A man watches a television news report showing file footage of a North Korean missile launch at a railway station in Seoul, South Korea, October 20, 2016. (Photo by AFP)

The United States and South Korea claim they have detected an unsuccessful missile test conducted by North Korea, the second such failed test in the past week.

According to a statement released by the US Strategic Command late on Wednesday, the projectile, believed to be an intermediate-range Musudan ballistic missile, exploded soon after launch from the western city of Kusong at about 6:30 a.m. local time on Thursday (2200 GMT Wednesday) in Pyongyang.

The US “strongly condemns” the missile launch, considering it a provocation, said Navy Commander Gary Ross, a Pentagon spokesman, in the statement, adding that Washington would raise its “concerns” at the United Nations in a bid to bolster international resolve in holding Pyongyang accountable for “these measures.”

South Korea’s Joint Chiefs of Staff also, in a statement, “strongly condemned” Pyongyang’s constant “illegal acts of provocation,” shortly after it claimed that it detected the attempted missile launch.

The Musudan ballistic missile, according to Washington and Seoul, has a range of 3,000 kilometers and can be launched from road mobile launchers.

Last Sunday, both Washington and Seoul’s militaries announced that the reclusive country had carried out an unsuccessful missile launch, believed to be a Musudan, from the same region at 0333 GMT a day earlier.

On Wednesday, hours before the latest launch, the US and South Korea held a round of talks in Washington and agreed to boost a high-level Extended Deterrence Strategy and Consultation Group in an attempt to exert the full capacity of “national power — including diplomacy, information, military coordination, and economic elements” in the face of perceived North Korean missile and nuclear threats.

North Korea has been testing different types of missiles at an unprecedented rate this year, and the capability to mount a nuclear warhead on a missile is especially worrying for its neighbors South Korea and Japan, as well as the United States.
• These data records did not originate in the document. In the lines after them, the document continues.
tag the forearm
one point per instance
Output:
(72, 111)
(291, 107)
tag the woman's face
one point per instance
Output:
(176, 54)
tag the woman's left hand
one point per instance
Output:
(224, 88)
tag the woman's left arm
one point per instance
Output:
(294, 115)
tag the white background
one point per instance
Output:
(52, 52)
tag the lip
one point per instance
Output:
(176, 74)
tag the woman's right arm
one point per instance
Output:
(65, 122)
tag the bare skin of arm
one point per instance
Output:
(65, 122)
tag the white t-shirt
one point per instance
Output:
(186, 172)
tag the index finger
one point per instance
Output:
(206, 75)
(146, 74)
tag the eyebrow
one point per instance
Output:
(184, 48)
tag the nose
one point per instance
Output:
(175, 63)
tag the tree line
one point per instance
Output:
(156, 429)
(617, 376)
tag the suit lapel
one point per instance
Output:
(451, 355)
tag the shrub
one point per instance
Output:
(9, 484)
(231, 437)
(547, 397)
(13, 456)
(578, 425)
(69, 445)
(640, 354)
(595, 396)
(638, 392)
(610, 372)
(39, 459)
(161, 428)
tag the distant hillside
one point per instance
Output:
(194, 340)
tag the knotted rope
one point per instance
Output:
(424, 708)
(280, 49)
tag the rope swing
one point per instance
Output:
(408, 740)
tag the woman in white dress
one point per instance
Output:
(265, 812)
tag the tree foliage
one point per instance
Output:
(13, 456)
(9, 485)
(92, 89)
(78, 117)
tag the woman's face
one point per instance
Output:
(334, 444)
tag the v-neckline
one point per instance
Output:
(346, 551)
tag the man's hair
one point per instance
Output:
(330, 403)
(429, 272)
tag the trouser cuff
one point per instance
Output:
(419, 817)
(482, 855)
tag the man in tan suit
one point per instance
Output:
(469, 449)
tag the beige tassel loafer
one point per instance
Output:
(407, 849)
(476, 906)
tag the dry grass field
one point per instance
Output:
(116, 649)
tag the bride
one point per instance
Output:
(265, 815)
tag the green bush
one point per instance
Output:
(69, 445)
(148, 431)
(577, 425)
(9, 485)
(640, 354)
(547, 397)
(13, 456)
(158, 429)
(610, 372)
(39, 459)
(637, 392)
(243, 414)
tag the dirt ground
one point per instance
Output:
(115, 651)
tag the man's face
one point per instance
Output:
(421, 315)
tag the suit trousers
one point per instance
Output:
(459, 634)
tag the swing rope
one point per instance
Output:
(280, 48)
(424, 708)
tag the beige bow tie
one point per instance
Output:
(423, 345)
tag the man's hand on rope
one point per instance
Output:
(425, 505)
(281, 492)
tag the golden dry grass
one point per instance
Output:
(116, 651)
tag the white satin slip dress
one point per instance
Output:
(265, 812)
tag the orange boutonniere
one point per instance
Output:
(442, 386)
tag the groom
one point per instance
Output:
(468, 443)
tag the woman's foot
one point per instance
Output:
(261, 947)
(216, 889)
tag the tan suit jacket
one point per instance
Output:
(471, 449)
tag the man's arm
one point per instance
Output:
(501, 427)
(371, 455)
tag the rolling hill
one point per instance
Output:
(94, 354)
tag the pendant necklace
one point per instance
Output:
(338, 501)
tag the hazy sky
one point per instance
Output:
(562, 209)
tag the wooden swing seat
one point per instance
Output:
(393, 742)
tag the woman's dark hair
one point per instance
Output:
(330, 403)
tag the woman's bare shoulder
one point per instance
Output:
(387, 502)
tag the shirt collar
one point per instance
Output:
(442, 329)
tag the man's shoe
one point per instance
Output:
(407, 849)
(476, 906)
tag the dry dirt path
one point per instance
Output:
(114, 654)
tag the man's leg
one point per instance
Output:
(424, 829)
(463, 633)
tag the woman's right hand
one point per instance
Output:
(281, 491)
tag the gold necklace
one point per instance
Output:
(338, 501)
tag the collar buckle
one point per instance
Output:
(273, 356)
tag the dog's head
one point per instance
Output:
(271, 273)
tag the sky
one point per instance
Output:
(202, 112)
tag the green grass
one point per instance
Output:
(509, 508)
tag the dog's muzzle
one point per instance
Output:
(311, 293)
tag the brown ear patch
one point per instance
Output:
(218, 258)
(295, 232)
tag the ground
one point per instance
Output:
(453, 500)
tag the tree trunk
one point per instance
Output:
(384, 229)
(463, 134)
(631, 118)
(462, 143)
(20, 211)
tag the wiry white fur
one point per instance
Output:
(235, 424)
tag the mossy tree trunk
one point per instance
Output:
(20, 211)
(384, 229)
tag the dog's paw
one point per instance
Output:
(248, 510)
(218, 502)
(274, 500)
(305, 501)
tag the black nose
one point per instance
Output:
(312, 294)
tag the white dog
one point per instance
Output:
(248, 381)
Pyongyang says it will not abandon its nuclear military program unless Washington ends its hostile policy toward North Korea and dissolves the US-led command in South Korea. Thousands of US soldiers are stationed in South Korea and Japan.

The UN has adopted five rounds of crippling sanctions on Pyongyang since it first tested an atomic device in 2006.

The costly missile and nuclear tests come at a time of worsening famine in North Korea.